SeaQL / sea-orm

🐚 An async & dynamic ORM for Rust
https://www.sea-ql.org/SeaORM/
Apache License 2.0
6.56k stars 459 forks source link

feat: Allow `nest`ing of structs deriving `FromQueryResult` (and `DerivePartialModel`) #2179

Open jreppnow opened 3 months ago

jreppnow commented 3 months ago

PR Info

Hi, this is a separate implementation of #1716 , which seems to have somewhat stalled. Normally I would not cut in from the side like this, but this feature would allow us to cut down on code duplication massively and avoid some quite annoying bugs from re-occurring in our code bases, so we would appreciate if could be merged in the near future.

New Features

Breaking Changes

Changes

Goodjooy commented 3 months ago

The nest feature you implements seems great, should I keep the PR I opened opening?

jreppnow commented 3 months ago

@tyt2y3 Hi, thanks for the comments! I'll get on to addressing them now.

Two things:

1) I will write an integration test, which should also serve as a good example for why this is so useful. What it allows you do is basically have different structs for subqueries of a larger join query, and re-use this in various places.

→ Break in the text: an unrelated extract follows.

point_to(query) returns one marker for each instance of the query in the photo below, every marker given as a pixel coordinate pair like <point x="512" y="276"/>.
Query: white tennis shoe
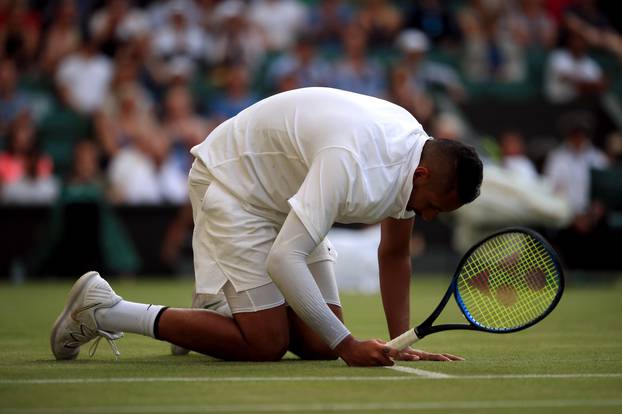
<point x="215" y="303"/>
<point x="76" y="324"/>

Say I am selecting over table A, left-joining it with table B. In order to only get the fields I need, until now I would have to add all the columns of B into the struct I define for A (rendering it non-reusable in the process), and make them all optional (due to left-join), even if the column is NOT NULL in B.

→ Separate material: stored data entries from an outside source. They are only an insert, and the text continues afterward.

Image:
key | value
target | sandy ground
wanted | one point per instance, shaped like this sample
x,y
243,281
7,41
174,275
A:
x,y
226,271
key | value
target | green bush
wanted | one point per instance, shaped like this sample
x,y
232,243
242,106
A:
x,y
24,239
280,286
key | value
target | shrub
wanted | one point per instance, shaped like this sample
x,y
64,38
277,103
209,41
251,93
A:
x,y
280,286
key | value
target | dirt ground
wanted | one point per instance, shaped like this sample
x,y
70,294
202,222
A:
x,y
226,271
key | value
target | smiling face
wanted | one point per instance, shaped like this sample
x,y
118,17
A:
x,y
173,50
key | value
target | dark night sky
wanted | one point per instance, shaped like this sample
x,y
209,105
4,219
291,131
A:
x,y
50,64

2) There is potentially a different way to implement this, without needing to actually specify the nested attribute. However, this would most likely involve doing something like impl<T: TryGet> FromQueryResult for T { ... }, which would potentially be a lot more intrusive and definitely a breaking change (as both traits are pub and not sealed..).

jreppnow commented 3 months ago

Ah, also, I would appreciate if we could also get #2167 in the same release (however, that one is a lot more minor and has an easy workaround).

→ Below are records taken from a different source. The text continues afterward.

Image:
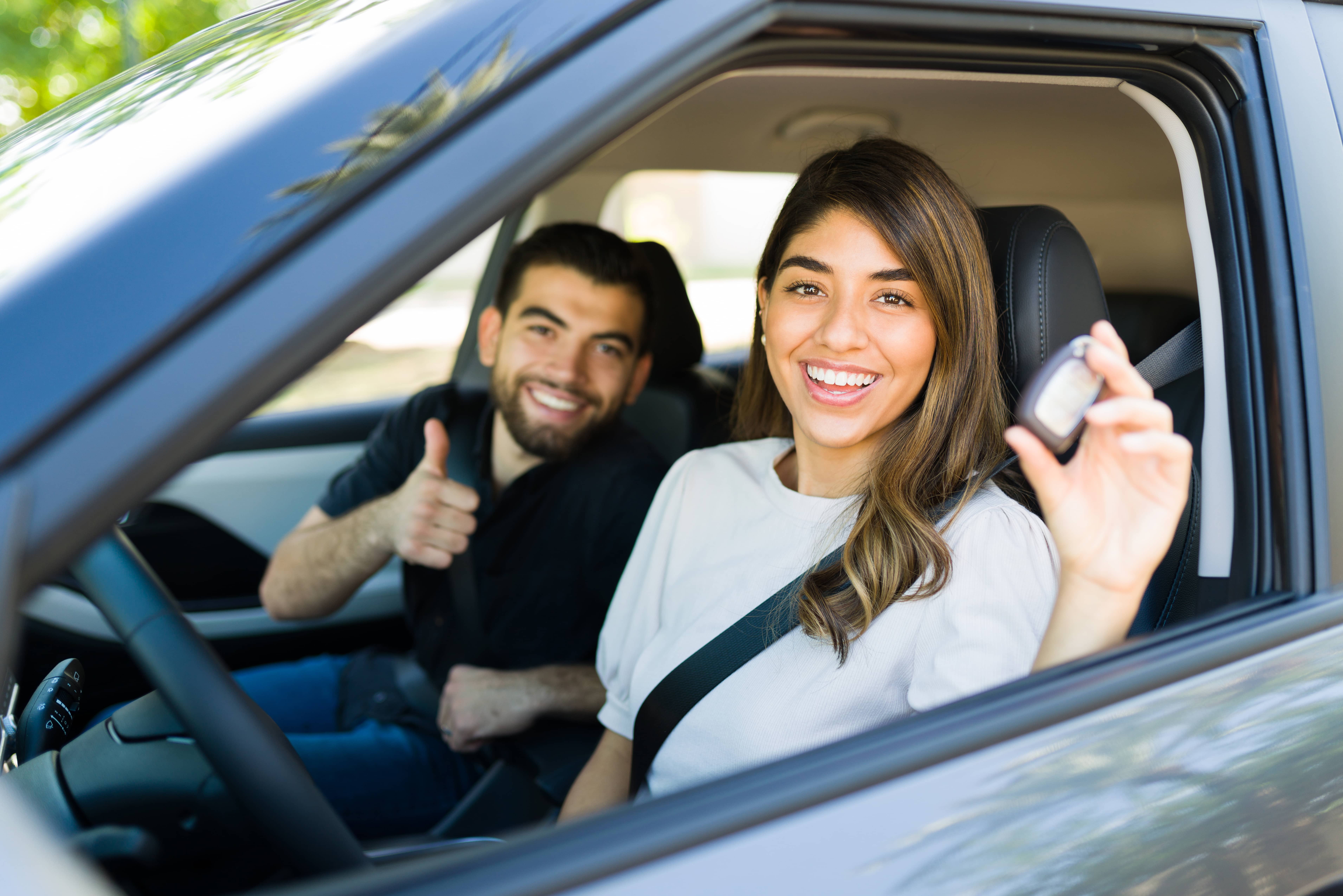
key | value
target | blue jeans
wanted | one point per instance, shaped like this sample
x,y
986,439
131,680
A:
x,y
383,780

jreppnow commented 3 months ago

I added a couple of test cases, but stumbled over a really annoying issue - when you nest a struct into another which both refer to columns of the same name, but from different tables, sqlx just overwrites the value of the one deserialized first with the second one..

The user can do a workaround (renaming the fields), but this is honestly really ugly and above all, very error-prone (as values actually get overwritten without warning in the "good" case). A better solution would be to do what other ORMs do and rename the columns in the query based on some random, unique string per FromQueryResult struct, but that would also involve changing the non-partial Model logic.

Possible solutions:

  1. Keep DerivePartialModel and FromQueryResult together
    1. My solution would probably be to generate a compile-time random identifier per struct that implements FromQueryResult, and ensure that that is prefixed before every AS in the response query.
    2. Involves changing a lot of other stuff.
  2. Introduce a new DerivePartialModel derive macro (maybe just PartialModel?), which would then produce an independent implementation of FromQueryResult and be incompatible with deriving FromQueryResult. Easiest solution, but involves some duplication + the old version stays in the API for a while, users would have to switch to the new version.
  3. Remove/deprecate DerivePartialModel and incorporate its functionality into FromQueryResult, which would then behave differently based on some flag.
jreppnow commented 3 months ago

Think I figured out a workaround, need a little bit more time though.. I will notify you when I have something.

jreppnow commented 3 months ago

Okay, I think I found a solution which will change slightly how some queries are generated, but should not affect the API otherwise (possible via patch release I would think). Basically, in order to combat the issue of the same id showing up twice in the same query, I use AS directives and and prefix the fields with the field they belong to in the parent struct, ONLY if they are nested (i.e., the behavior is the same if nesting is not used..).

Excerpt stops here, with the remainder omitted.